The neoliberal sacking of the universities runs much deeper than tuition hikes and budget cuts, notes Barkawi.

By Tarak Barkawi

The New York Times, Slate and Al Jazeera have recently drawn attention to the adjunctification of the professoriate in the US. Only 24 per cent of university and college faculty are now tenured or tenure-track.

Much of the coverage has focused on the sub-poverty wages of adjunct faculty, their lack of job security and the growing legions of unemployed and under-employed PhDs. Elsewhere, the focus has been on web-based learning and the massive open online courses (MOOCs), with some commentators celebrating and others lamenting their arrival.

The two developments are not unrelated. Harvard recently asked its alumni to volunteer their time as “online mentors” and “discussion group managers” for an online course.
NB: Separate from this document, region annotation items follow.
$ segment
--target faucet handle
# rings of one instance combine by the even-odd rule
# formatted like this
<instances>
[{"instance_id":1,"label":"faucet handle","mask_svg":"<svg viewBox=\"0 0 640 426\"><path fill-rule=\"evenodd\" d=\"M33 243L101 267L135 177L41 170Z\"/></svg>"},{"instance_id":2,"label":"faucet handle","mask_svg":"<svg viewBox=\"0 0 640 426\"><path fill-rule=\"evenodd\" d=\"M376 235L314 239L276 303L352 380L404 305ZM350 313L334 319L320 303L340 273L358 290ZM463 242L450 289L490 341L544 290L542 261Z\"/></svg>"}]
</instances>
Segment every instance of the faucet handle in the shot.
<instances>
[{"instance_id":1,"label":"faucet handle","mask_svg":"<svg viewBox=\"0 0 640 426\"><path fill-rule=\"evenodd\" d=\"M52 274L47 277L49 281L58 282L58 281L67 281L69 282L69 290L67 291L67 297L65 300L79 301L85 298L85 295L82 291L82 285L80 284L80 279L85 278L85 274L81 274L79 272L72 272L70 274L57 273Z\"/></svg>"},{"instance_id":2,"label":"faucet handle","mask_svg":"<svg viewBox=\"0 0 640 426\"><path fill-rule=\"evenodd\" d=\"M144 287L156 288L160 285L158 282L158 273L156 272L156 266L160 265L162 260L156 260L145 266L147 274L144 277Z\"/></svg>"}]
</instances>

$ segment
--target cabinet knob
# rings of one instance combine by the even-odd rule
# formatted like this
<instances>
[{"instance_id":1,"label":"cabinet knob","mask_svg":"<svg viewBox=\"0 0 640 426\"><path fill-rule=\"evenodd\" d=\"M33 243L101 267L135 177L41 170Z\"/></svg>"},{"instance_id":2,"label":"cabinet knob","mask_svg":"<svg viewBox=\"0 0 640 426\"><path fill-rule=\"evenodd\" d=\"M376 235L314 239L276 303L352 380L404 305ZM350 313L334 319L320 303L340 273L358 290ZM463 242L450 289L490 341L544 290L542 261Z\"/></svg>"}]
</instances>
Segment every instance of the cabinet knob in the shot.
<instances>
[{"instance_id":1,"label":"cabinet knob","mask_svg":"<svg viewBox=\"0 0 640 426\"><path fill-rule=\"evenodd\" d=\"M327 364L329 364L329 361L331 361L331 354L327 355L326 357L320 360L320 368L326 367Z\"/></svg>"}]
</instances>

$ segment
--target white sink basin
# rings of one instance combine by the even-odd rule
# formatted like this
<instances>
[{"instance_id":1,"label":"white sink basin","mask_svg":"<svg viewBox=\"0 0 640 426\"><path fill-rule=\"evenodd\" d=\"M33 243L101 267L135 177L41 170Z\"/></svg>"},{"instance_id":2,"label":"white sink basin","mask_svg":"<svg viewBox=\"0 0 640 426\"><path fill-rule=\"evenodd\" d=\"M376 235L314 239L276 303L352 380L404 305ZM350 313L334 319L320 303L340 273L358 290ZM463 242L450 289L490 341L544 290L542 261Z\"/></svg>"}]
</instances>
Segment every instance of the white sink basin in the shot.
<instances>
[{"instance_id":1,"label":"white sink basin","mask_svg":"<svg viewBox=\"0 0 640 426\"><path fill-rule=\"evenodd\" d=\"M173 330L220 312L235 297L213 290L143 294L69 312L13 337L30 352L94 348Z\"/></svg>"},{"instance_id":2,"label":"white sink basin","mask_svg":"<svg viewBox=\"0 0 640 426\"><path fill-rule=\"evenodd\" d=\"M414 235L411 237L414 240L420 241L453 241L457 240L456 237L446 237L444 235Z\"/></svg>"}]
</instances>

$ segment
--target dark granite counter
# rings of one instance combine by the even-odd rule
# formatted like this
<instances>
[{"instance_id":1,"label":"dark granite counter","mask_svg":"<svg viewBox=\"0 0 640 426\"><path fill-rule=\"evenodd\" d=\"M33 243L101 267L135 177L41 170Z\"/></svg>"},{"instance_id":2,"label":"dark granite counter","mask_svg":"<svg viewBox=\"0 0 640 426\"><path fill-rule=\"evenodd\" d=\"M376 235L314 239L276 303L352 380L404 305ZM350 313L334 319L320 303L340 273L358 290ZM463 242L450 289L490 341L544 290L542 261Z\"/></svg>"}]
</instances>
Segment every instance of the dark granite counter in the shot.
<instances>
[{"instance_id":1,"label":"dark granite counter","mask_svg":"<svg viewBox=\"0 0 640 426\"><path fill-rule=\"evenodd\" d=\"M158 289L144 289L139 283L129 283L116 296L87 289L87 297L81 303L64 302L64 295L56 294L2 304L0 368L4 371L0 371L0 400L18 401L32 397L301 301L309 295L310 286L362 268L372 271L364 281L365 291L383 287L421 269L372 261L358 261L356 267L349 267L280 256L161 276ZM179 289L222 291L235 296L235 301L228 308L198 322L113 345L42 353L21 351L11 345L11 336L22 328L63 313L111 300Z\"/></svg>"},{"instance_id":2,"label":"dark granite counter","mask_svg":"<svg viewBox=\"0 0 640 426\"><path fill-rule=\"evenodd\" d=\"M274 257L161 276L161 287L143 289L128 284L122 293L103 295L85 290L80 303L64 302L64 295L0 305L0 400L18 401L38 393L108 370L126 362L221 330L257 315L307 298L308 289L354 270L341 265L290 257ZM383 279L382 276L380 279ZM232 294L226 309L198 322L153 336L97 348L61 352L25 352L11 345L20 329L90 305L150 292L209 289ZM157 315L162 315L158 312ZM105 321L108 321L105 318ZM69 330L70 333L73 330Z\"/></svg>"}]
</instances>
Fewer professors and fewer qualified – or even paid – teaching assistants will be required in higher education’s New Order.

Lost amid the fetishisation of information technology and the pathos of the struggle over proper working conditions for adjunct faculty is the deeper crisis of the academic profession occasioned by neoliberalism. This crisis is connected to the economics of higher education but it is not primarily about that.

The neoliberal sacking of the universities runs much deeper than tuition fee hikes and budget cuts.